3.4.3 Shock Tubes with Compressed Air or Gas

Procedure:

  • In this procedure, the animals are firstly anesthetized and then exposed to high-blast waves with peak reflected overpressures for inducing blast trauma.

  • Helium under high pressure is utilized by placing the rats were at certain distances, i.e., 39 and 17 cm, from the shock tube opening for the low- and high-blast shockwave exposure conditions, respectively.

  • Pressure sensors depict the typical reflected pressures (either 100 or 450 kPa referred to the low-blast and high-blast conditions, respectively).

  • However, the exhaust gasses, or blast wind, can lead to considerable head acceleration; animals were placed 40° and 20° lateral to the shock tube axis to limit blast wind exposure for the low- and high-blast conditions, respectively (Budde et al. 2013).

Advantage and Disadvantage:

  • The duration of the pulse is usually longer, and the peak pressure is much lower than in the Clemedson tube.
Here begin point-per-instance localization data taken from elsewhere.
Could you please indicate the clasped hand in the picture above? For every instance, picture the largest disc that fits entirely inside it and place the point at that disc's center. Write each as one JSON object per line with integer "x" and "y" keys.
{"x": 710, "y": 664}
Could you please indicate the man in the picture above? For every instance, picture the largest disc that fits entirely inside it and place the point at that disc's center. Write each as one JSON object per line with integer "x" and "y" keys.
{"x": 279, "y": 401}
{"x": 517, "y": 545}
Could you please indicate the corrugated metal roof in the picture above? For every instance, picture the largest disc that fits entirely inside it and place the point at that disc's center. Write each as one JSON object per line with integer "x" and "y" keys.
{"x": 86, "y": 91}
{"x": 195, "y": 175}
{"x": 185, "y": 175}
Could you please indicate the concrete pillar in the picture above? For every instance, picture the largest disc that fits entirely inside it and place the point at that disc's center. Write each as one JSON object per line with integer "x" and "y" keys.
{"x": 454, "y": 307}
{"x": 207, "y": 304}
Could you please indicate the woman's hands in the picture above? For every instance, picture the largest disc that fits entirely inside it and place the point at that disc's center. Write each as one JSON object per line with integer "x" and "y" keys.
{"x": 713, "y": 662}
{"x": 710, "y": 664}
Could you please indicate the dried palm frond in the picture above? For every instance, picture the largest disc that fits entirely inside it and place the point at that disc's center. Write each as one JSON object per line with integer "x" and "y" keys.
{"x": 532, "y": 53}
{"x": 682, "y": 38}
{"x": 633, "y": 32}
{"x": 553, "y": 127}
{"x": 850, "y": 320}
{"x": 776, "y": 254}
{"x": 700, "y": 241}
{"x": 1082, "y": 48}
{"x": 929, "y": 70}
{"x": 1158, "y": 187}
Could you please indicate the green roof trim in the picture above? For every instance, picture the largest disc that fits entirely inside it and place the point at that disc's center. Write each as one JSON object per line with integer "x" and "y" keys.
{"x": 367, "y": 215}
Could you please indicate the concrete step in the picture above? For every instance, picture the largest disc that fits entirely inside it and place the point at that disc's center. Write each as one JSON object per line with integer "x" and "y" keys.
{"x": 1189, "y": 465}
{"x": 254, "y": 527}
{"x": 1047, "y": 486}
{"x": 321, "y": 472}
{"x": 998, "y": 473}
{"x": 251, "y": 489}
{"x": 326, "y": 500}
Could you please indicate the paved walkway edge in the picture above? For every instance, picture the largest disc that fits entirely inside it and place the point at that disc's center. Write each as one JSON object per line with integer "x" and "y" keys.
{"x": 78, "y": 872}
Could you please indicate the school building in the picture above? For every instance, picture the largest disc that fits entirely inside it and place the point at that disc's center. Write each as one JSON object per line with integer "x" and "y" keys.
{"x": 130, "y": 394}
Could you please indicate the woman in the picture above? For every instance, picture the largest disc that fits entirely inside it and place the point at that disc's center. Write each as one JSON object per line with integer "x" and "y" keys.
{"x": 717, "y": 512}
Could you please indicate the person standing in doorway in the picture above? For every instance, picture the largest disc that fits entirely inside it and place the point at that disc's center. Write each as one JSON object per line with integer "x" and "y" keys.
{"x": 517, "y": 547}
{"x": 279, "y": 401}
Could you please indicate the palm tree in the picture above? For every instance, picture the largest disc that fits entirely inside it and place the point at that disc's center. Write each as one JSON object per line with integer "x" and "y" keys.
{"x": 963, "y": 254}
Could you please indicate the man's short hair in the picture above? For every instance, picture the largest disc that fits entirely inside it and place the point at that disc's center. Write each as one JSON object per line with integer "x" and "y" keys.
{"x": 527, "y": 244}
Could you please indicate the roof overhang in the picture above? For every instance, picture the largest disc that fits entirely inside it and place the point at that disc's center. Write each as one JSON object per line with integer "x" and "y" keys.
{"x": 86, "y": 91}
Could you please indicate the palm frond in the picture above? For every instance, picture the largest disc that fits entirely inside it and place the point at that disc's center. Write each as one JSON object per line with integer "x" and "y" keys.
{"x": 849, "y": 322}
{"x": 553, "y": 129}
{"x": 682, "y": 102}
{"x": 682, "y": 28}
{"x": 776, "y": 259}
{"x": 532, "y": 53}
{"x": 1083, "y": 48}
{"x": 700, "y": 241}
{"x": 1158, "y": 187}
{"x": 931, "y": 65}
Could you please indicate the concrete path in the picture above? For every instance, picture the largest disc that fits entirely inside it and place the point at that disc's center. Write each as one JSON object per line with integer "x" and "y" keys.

Also, quaternary blast effects as well as other disadvantages of explosives are absent. However, this advantage can also be regarded as a disadvantage.

3.4.4 Model for Fragment Penetration

This model can be used to mimic the more severe blast TBI, where shrapnel fragments penetrate the skull and brain tissue. The velocity of such fragments is assumed to be less than 300 m/s, depending on the presence and effectiveness of helmets.

Procedure:

  • Firstly, anesthetize the rats and then place in a stereotaxic frame for performing craniotomy. A lead bullet is accelerated by air pressure in a specially designed rifle and impacts a secondary projectile.

  • Now, allow the pin of the secondary projectile, guide by a narrow tube penetrates the surface of the brain with a speed of 100 m/s.

  • The base of the projectile is surrounded by a compressible ring that helps to control the penetration (depth) into the brain, which is usually set to 5 mm.

  • The speed and shape of the penetrating secondary projectile can be changed to obtain a variation of physical properties.

Advantages:

  • This penetrating TBI results in a central cavity corresponding to the actual penetration. A zone of reactive tissue, which contains a mixture of dying cells, reactive cells, and invading inflammatory cells, surrounds this cavity.

  • Electron microscopy has demonstrated mainly extracellular perivascular edema.

Disadvantages:

  • This method gains less success due to high mortality rate in animals.

Ethical Statement

All institutional guidelines, national guidelines, state and local laws and regulations with professional standards for the care and use of laboratory animals should be followed. Studies involving animals must state that the institutional animal ethical committee has approved the protocol. For authors using experimental animals, a statement should be made that the animals’ care is in accordance with institutional guidelines and animals used have been treated humanely and with regard to the alleviation of suffering. Researchers should treat animals as sentient and must consider their proper care and use and the avoidance or minimization of discomfort, distress, or pain as imperatives. Animal experiments should be designed only after due consideration of animal health. It should be ensured that all researchers who are using animals have received instruction in research methods and in the care, maintenance, and handling of the species being used. All the surgical procedures should be performed under appropriate anesthesia and followed only those procedures which avoid infection and minimize pain during and after surgery.